I'm trying to build a convenient dashboard to visualize job posting data on various websites. The goal is to construct a pipeline that will collect data from the web on a timely basis and export it in a useful form to some database, where it can be analyzed at a later time. This would be a typical ETL process except... I'm not using my own data.

I've some experience building Airflow DAGs but not much in building the entire pipeline, so this is all new to me. I figure a good lightweight and financially affordable option would be to use AWS Lambdas. I can deploy a bunch of spiders in the cloud (picture that), have them harvest data on a timely basis and export the raw data to an S3 bucket, and let the Lambdas do the rest.

Architecture

The architecture of the project looks something like the following. In the extract step, we deploy a bunch of automated spiders on ScrapingHub to crawl and export data on a timely basis to an S3 bucket. In the transform step, we use a Lambda function that is triggered when new data enters the S3 bucket to process the raw data into a form that is usable for downstream analysis. Finally, in the load step, we load the data into a MySQL database, in this case an AWS RDS server. My data size and personal budget do not currently allow for anything fancier than that.

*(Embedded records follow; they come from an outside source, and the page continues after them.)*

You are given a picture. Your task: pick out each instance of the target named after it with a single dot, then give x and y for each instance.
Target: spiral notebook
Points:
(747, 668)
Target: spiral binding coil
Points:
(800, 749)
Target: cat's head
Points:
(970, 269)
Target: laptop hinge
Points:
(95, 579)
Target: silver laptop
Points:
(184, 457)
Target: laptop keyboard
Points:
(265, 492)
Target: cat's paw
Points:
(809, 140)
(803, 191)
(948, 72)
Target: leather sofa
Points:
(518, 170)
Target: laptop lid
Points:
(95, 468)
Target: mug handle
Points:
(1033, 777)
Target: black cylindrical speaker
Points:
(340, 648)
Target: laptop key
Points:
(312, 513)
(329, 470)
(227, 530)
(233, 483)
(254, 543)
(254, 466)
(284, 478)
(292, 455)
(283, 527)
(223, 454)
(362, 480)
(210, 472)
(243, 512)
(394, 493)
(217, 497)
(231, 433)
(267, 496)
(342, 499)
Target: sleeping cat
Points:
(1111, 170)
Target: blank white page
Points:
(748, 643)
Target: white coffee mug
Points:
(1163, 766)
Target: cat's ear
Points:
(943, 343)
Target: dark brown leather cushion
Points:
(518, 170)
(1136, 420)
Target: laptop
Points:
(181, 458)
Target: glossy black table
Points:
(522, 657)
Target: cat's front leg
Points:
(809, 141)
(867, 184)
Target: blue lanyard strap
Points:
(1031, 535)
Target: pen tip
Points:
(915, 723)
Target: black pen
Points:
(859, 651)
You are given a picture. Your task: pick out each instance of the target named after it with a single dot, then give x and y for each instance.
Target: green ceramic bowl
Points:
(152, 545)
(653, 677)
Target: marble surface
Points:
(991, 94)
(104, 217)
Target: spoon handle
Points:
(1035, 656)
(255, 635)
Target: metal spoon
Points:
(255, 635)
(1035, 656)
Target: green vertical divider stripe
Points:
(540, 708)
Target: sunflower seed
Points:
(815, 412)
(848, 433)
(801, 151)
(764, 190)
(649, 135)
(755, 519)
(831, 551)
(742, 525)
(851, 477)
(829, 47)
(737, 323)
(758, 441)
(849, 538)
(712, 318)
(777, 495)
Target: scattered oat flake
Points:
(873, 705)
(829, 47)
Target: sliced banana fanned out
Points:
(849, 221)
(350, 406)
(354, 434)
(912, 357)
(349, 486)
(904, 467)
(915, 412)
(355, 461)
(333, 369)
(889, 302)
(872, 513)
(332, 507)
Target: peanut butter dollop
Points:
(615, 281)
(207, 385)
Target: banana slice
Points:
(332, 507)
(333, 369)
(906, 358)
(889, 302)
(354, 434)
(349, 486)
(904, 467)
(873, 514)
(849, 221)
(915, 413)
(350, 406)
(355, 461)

Proposed architecture of this pipeline. Spiders have been replaced with ants to improve the appealing-ness of this diagram.

The Lambda

There are plenty of templates and examples of Lambda functions online. The following is a template I've adapted from my own deployment with most of the unnecessary bits removed.

Isolating dependencies from logic

It's good to isolate the Lambda function from its dependencies.  This helps to keep the Lambda short and clean. The dependencies can be conveniently packaged into a Layer which can then be attached to the Lambda function. The structure of the Layer should be as follows.

layer.zip
    |-python
        |-dependency1
        |-dependency2
        |-dependency3

In this case, my main dependencies are the connectors to the various database that I am using, as well as my own library of functions for processing the raw data harvested from various sources. I cannot confirm or deny if the dist-info folder was necessary. My Layer looks as follows.

layer.zip
    |-python
        |-pymysql
        |-PyMySQL-0.9.3.dist-info
        |-(my custom library)

Then, you can simply add the Layer to the Lambda. Just note that if you are updating your Layer to a new version, you will have to tell the Lambda to use the new version. This prevents your working Lambda from breaking due to bad untested new Layers.

Select the layer option, and add the layer you have uploaded.

You can vary the amount of memory you wish to provide to the Lambda function. The amount of processing power your Lambda has access to scales (linearly?) with the amount of memory being provided to the Lambda. You're billed for the product of the memory and running time, so find something that works. For myself, each raw daily dataset from a single source is about 600MB in size on average, and it takes about 22 seconds to download, process and upload (total time for the transform and load step) at 1.5GB of memory.

VPC Security Issues

Deploying all this stuff requires some minor security configuration tweaks, things I wished someone had summarized and documented somewhere for this simple task. The boto3 connector fails silently when it is unable to access files on S3 due to access controls, leading me to wonder for a while if my compute needs were beyond what Lambda could provide affordably. For a simple working configuration that I suppose is moderately secure, the Lambda function needs to be in the Virtual Private Cloud (VPC) of the resources it needs to access. In this case, I put my S3 bucket, my Lambda function, and my RDS MySQL server in the same VPC. The S3 bucket should also be in the same geographic region as the Lambda.

A second important step is to change the Security Group settings to allow access to the resources from itself. By default, members of a Security Group do not trust other members in the same Security Group.

Finally, the last step is to allow incoming connections to the RDS server from the Security Group.

Bulk Loading Data

Each data source requires me to load about 20 thousand rows daily each. It still fits in one machine, so it's not Big Data obviously, but I wasn't sure if AWS charges by the database transaction. In any case, it would be more efficient to use a bulk insert as opposed to 20 thousand separate inserts. This is made convenient by the LOAD DATA INFILE command. Since we're working with relational databases with a well-defined schema, the Lambda can transform our raw data into a form that conforms to the schema (has the same headers), where it can simply be loaded into the database. My full SQL command is documented here, assuming the input file is a CSV file.

The first line is ignored because it contains the headers and not data. An annoying thing to deal with in a CSV file is the presence of extra commas in text fields. We can fix this by adding an option that indicates that fields are enclosed by quotations. This of course, only works if your fields are actually enclosed by quotations in the transform step of the Lambda. Using Python's default csv library, we can set both the quoting and the line terminator, just for consistency. A sample gist for writing the output to a CSV file is shown below.

Conclusion

I've managed to automate a pipeline for data harvesting and processing. It's also fairly modular - we can add new data sources by simply deploying extra spiders and extra Lambdas for each data source independently of preexisting ones. Should spiders break due to site changes, we can swap out broken spiders for new ones without touching the rest of the pipeline as well. In future, we can then take this processed and exported data and wrap a visualization tool around it for great fun and joy.